Retrieval system: The user searches for a keyword, and the retrieval system first needs to do query analysis, that is, to find out the user's real query intention by analyzing the query term itself and the user's behavior characteristics. If the query term is found to be wrong or there are few results, the search engine will also correct spelling or recommend related queries, and then use the rewritten query term to retrieve the query results in the service. In the retrieval service, the search engine will send the query words to the corresponding index fragments, and the index fragments will return the fragmentation results they are responsible for through the retrieval mechanism of the inverted index. For the returned results, the search engine uses machine learning to score (offline) based on correlation analysis and quality analysis, and selects Top K results (Lecture 11) to complete the search. The biggest feature of search engines is that users have obvious intentions. This is not the same as advertising and recommendation.

After reading

  1. I learned a lot from this. I know the key points of the index. I didn’t know the specific development of the index before learning mysql. From the array, linked list, hash table, binary tree, red-black tree, B+ tree, inverted index (find the key according to the value) ). According to this, I know the status of mysql.

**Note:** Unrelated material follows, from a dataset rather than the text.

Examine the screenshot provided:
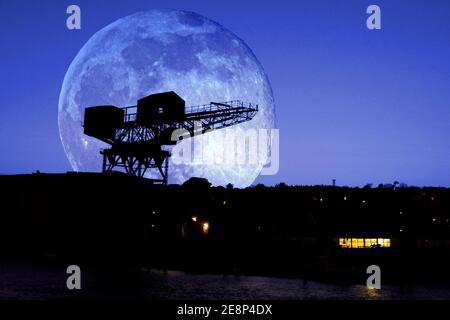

  2. From the guiding theoretical knowledge, it can be seen that the author's summary is broad and profound. This is the level of a transferable talent who has been specializing in one technical point. At this point, how can one be afraid of inward roll? This field involves algorithms, and it is estimated that the academic qualifications are not low. If you study a Ph.D., this field is really suitable.
  3. How to build search from scratch? At the beginning, we can use mysql's full-text search. When the number of users is hundreds of thousands, we can access the industry's mature (everyone is using) es, which can basically solve most of the problems. However, if the amount of data is too large and functions are to be defined, it must be self-developed. For example, use C++ to do a set of services.
  4. This is also the first time I have come into contact with a wide range of deep learning applications. What I did before was also a classification task, but this is a text classification work. I haven't done it before, but the feature extraction is still similar. I hope what I learned before will be useful here. But algorithm and engineering seem to have nothing to do, engineering only needs the characteristic parameters of sorting.
  5. Through this column, I understand the working principle of search, and I am not completely ignorant of the field of search. Next, you can combine with a book dedicated to search, read the details of the search engine in depth, and understand the professional vocabulary in the industry. You can practice through es in the middle.